The 25.5-inch scale neck is multi-ply maple with a rosewood fretboard and some sort of darker wood overlay on the Strat-style feedstock. The original pickguard is to die for, with a cool vines and flowers engraving on it. Strings are loaded through a unique stamped steel tailpiece, and there should be some sort of pot metal bridge, but it has been replaced by a chunk of wood. The body is loaded up with one single coil pickup that is wired through volume and tone knobs that are original and still have the little pointers. I have no idea what it is made of, but it is very thin, maybe 2/3 the thickness of a Telecaster, so it weighs in at a feather-light 5 pounds, 9 ounces.
It has a tulip-shaped body that is sprayed in a cool shade of red.

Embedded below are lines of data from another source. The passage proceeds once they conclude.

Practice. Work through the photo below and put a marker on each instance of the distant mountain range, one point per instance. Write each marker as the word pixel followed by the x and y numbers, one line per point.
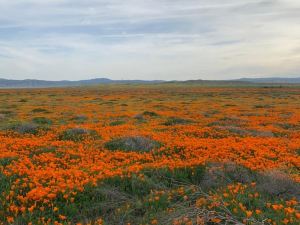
pixel 277 80
pixel 31 83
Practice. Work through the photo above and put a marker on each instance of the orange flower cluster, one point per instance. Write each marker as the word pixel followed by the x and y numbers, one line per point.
pixel 218 124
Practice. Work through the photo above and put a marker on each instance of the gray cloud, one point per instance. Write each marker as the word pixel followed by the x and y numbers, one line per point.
pixel 151 39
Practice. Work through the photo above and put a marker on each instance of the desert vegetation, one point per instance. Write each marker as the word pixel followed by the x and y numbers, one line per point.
pixel 150 154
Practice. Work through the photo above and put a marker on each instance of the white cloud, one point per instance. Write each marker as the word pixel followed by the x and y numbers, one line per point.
pixel 166 39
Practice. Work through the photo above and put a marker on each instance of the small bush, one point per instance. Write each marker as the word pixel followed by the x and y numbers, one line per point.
pixel 278 184
pixel 136 143
pixel 117 123
pixel 40 110
pixel 77 134
pixel 221 174
pixel 25 128
pixel 150 113
pixel 79 118
pixel 175 120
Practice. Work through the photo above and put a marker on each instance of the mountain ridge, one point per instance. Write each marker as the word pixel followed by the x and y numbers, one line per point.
pixel 36 83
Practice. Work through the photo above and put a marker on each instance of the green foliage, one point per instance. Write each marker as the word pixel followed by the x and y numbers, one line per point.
pixel 42 121
pixel 77 134
pixel 150 113
pixel 40 110
pixel 176 121
pixel 136 143
pixel 117 123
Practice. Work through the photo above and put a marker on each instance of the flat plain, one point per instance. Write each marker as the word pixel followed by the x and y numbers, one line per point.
pixel 150 154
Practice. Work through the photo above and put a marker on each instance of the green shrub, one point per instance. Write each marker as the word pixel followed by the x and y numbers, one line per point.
pixel 175 121
pixel 136 143
pixel 42 121
pixel 77 134
pixel 150 113
pixel 25 128
pixel 117 123
pixel 40 110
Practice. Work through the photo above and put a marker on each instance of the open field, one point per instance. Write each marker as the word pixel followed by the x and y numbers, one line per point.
pixel 150 154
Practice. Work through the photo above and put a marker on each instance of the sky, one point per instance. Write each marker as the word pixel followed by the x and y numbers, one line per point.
pixel 149 39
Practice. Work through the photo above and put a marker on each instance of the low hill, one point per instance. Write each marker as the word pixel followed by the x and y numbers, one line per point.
pixel 31 83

#TEISCO GUITAR IDENTIFICATION SERIAL NUMBER#
This one is an E-110, though it took a little searching on the internet to find it as the sicker on the back of the body with the serial number and model number is missing (as is the ubiquitous “Steel Reinforced Neck” sticker). By the way Teisco Del Rey was the name found on guitars imported to the US by Chicago’s Jack Westheimer from 1965 to 1969. But everybody and their brother want s a Teisco Del Rey. These guitars were often sold at department stores (such as Sears), and were also imported under other names including: Arbiter, Audition, Beltone, Duke, Heit Deluxe, Jedson, Kay, Kent, Kimberly, Kingston, Lyle, Norma, Silvertone, Sonatone, Top Twenty, Tulio and World Teisco. So most of the Teisco badged guitars you see were built between 19, or 19 for Japanese market instruments. The company was the brainchild of a guitarist, Atswo Kaneko, and it went through various company names before Teisco was chosen in 1964. The company was sold to Kawai in 1967, and they discontinued selling guitars under the Teisco brand name in 1969 (for export) and 1977 (for Japan). They sold instruments domestically and also distributed gobs of them to the United States and Great Britain. They built amplifiers and keyboards and distributed drum sets (made by others), but I am most interested in guitars and basses, so this is what you get. Teisco was a Japanese company that built guitars from 1948 to 1969, and Teisco is an acronym for Tokyo Electric Instrument and Sound Company. Today we are looking at a little bit of Japanese guitar history: a Teisco Del Rey E-110 6-string electric guitar that I picked up at the Rose Bowl Flea Market last month.